Masacre de El Mozote
Este elemento es una expansión del contenido de los cursos y guías de Lawi. Ofrece hechos, comentarios y análisis sobre este tema. [aioseo_breadcrumbs] Durante la administración Reagan, ha habido algunos casos en los que ciudadanos estadounidenses estuvieron realmente en peligro: por ejemplo, las cuatro mujeres de la iglesia que fueron asesinadas por escuadrones de la muerte patrocinados por el gobierno en El Salvador en 1980.Si, Pero: Pero allí no hubo intervención estadounidense, ni desembarcos de los marines, ni bombardeos de protección.
En cambio, Washington respaldó al régimen de los escuadrones de la muerte con ayuda militar y económica, entrenamiento militar, intercambio de inteligencia y apoyo diplomático.
El papel histórico de Estados Unidos en El Salvador, donde el 2 por ciento de la población poseía el 60 por ciento de la tierra, era asegurarse de que hubiera gobiernos en el poder que apoyaran los intereses comerciales de Estados Unidos, sin importar que esto empobreciera a la gran mayoría de la población. Había que oponerse a las rebeliones populares que amenazaran estos acuerdos comerciales. Cuando un levantamiento popular en 1932 amenazó al gobierno militar, Estados Unidos envió un crucero y dos destructores para que se mantuvieran al margen mientras el gobierno masacraba a treinta mil salvadoreños.

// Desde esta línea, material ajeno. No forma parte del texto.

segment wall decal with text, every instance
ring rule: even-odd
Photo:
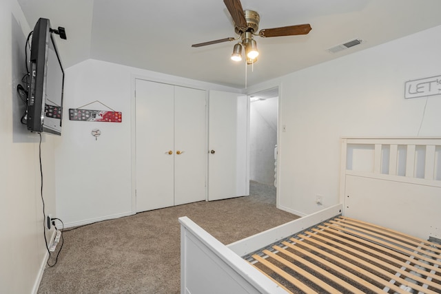
[[[441,94],[441,76],[409,81],[404,83],[404,98]]]

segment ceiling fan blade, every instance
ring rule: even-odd
[[[206,46],[207,45],[217,44],[218,43],[227,42],[227,41],[234,41],[234,39],[235,39],[235,38],[232,38],[232,37],[220,39],[218,40],[210,41],[204,42],[204,43],[199,43],[198,44],[193,44],[193,45],[192,45],[192,47]]]
[[[243,8],[240,0],[223,0],[228,12],[234,21],[234,24],[241,30],[246,30],[248,28],[245,16],[243,14]]]
[[[304,25],[288,25],[287,27],[260,30],[259,36],[267,38],[270,36],[307,34],[311,30],[311,25],[309,23],[305,23]]]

El gobierno de Jimmy Carter no hizo nada para revertir esta historia. Quería reformas en América Latina, pero no una revolución que amenazara los intereses corporativos de Estados Unidos.Entre las Líneas En 1980, Richard Cooper, experto en asuntos económicos del Departamento de Estado, dijo al Congreso que era deseable una distribución más equitativa de la riqueza. “Sin embargo, también tenemos un enorme interés en que el sistema económico siga funcionando bien. .. . Los grandes cambios en el sistema pueden … tener importantes implicaciones para nuestro propio bienestar”.
En febrero de 1980, el arzobispo católico de El Salvador, Oscar Romero, envió una carta personal al presidente Carter, pidiéndole que suspendiera la ayuda militar a El Salvador. Poco antes, la Guardia Nacional y la Policía Nacional habían abierto fuego contra una multitud de manifestantes frente a la Catedral Metropolitana y habían matado a veinticuatro personas.Si, Pero: Pero la administración Carter continuó con la ayuda. Al mes siguiente, el arzobispo Romero fue asesinado.
Cada vez había más pruebas de que el asesinato había sido ordenado por Roberto D’Aubuisson, un líder de la derecha.Si, Pero: Pero D’Aubuisson contaba con la protección de Nicolás Carranza, viceministro de Defensa, que en ese momento recibía 90.000 dólares anuales de la CIA. Y Elliot Abrams, irónicamente subsecretario de Estado para los Derechos Humanos, declaró que D’Aubuisson “no estaba involucrado en el asesinato”.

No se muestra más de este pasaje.